The temperature on the day of egg collection did not affect the chances of a live birth. However, the chances of a live birth rate decreased by 18 per cent when the embryos were transferred on the hottest days (average temperature of 14.5-27.80 C) compared with the coolest days (0.1-9.80 C), and there was a small increase in miscarriage rates, from 5.5 per cent to 7.6 per cent.

Dr Leathersich said although factors such as avoiding smoking, alcohol and staying generally healthy should be paramount when preparing for IVF, clinicians and patients could also consider external factors such as environmental conditions.

He said: “Our study suggests that the best conditions for live births appear to be associated with summer and increased sunshine hours on the day of egg retrieval.”

Scientists not involved in the study questioned its findings, published in the journal Human Reproduction, and said other factors are more likely to account for the variation.

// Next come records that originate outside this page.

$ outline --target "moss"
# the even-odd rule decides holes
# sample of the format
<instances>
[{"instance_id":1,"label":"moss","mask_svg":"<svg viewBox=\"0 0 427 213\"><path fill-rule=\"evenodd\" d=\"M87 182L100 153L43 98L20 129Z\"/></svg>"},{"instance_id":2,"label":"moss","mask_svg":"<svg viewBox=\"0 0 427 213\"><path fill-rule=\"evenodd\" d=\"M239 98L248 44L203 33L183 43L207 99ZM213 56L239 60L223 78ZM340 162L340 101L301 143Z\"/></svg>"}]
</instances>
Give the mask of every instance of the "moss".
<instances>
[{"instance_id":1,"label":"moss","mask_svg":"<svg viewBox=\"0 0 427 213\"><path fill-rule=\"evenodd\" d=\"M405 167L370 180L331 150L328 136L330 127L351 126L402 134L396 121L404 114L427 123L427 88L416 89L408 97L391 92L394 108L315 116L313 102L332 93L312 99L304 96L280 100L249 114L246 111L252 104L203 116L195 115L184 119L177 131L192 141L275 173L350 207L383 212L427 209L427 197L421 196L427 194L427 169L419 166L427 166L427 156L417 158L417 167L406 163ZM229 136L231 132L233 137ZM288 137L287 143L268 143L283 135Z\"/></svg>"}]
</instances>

Dr Ying Cheong, Professor of Reproductive Medicine at University of Southampton, said: “Seasonal variations are known to be associated with clinical outcomes, such as what we have already experienced with Covid-19. But I doubt the seasons alone can cause these variations; other biological, procedural and human factors associated with seasons are likely in play. For example, there were over 300 less procedures in the summer compared to the winter, and workload is known to influence productivity and efficacy even in clinical care.

“Such associative data is useful and interesting, but I would not recommend that patients rush in only for summer treatments. Fertility treatment requires significant amount of careful planning, and patients must only come for their fertility treatment when they are clinically and psychologically ready, and not only when the sun shines.”